What is the relationship between the magnitude of a sound wave and distance?

[dimensionless]

In basic acoustic theory a sound source reflects across a boundry in a fasion similar to light. The magnitude of the reflected wave can be determined by adjusting it for the reflection loss and the distance traversed.
I am looking at a scientific paper from the 70's. In it they use the following equation to caculate the magnitude of a wave emanating from an image x meters away.
$$y = \frac {1} {x}$$
My intuition would tell me that the magnitude of a wave emanating from an image as a function of distance would be described by the following:
$$y = \frac {1} {4 \pi x^2}$$
Does anyone know if the former equation is really correct? Why is the inverse square law not used?

 

[rbj]

In basic acoustic theory a sound source reflects across a boundry in a fasion similar to light. The magnitude of the reflected wave can be determined by adjusting it for the reflection loss and the distance traversed.
I am looking at a scientific paper from the 70's. In it they use the following equation to caculate the magnitude of a wave emanating from an image x meters away.
$$y = \frac {1} {r}$$
My intuition would tell me that the magnitude of a wave emanating from an image as a function of distance would be described by the following:
$$y = \frac {1} {4 \pi r^2}$$
Does anyone know if the former equation is really correct?
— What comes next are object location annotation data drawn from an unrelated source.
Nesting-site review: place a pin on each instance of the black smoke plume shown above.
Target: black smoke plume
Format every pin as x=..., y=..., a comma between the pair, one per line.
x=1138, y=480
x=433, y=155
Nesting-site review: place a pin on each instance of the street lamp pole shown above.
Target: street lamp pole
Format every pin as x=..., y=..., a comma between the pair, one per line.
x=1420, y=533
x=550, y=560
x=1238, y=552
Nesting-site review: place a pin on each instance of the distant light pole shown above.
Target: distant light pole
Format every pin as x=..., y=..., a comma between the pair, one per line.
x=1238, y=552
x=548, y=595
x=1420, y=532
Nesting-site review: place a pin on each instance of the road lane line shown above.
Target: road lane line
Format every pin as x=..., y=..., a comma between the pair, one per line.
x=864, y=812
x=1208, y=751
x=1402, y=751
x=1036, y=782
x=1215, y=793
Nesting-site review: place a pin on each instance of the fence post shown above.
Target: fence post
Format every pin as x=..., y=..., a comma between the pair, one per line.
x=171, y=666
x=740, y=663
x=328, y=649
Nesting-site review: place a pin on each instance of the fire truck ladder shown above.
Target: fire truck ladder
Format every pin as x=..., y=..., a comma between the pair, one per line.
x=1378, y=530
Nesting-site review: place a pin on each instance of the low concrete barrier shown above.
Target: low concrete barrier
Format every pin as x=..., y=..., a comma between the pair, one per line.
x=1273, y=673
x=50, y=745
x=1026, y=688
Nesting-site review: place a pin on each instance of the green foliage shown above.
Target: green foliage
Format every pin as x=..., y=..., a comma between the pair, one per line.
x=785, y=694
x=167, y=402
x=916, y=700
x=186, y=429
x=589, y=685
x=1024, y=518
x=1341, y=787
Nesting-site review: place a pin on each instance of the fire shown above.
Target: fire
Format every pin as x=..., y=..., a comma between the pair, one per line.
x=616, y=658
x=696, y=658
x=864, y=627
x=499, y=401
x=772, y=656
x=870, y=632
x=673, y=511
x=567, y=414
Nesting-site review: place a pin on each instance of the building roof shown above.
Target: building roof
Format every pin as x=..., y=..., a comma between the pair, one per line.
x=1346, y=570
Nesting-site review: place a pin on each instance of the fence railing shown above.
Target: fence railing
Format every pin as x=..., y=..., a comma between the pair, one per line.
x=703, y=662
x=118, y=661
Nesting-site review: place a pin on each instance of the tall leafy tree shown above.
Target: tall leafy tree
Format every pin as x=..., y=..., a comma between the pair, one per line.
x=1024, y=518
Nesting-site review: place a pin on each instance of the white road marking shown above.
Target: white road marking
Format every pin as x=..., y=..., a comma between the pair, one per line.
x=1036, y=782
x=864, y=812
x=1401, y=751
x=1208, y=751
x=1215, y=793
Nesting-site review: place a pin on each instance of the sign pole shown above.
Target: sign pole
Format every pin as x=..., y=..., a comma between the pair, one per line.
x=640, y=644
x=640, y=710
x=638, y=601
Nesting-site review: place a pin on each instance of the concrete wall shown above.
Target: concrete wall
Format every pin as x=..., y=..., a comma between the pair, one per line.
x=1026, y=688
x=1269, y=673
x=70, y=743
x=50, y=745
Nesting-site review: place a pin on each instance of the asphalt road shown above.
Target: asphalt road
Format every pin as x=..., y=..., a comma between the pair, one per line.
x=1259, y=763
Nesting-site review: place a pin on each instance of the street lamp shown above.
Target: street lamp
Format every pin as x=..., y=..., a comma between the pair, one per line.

Why is the inverse square law not used?

the magnitude of any radiation intensity, that is something measured in watts/m^2 must be inverse square (assuming no transmission loss) to satisfy the conservation of energy axiom.

however for sound, the intensity of radiation is the product of the RMS pressure, which is 1/r for a spherically expanding wavefront, and the RMS of the in-phase component particle velocity, which is also 1/r. it turns out that the quadrature component of the particle velocity (that is the component that is 90^o out of phase with the pressure wave) is 1/r^2, but that component does not contribute to power transmission. so if both pressure and in-phase particle velocity are 1/r, then their product is 1/r^2 or inverse square.

there is another thread here called Inverse Square Relationship that you might want to check out. if not, do check out

http://en.wikipedia.org/wiki/Inverse_square_law

http://en.wikipedia.org/wiki/Flux

http://en.wikipedia.org/wiki/Gauss's_law

the first link talks a little about acoustic waves and 1/r vs. 1/r^2

 

[dimensionless]

So is the pressure of the sound wave $$P = \frac {1} {4 \pi r}$$?? Or is it $$P = \frac {1}{r}$$?? The references don't seem to make it terribly clear.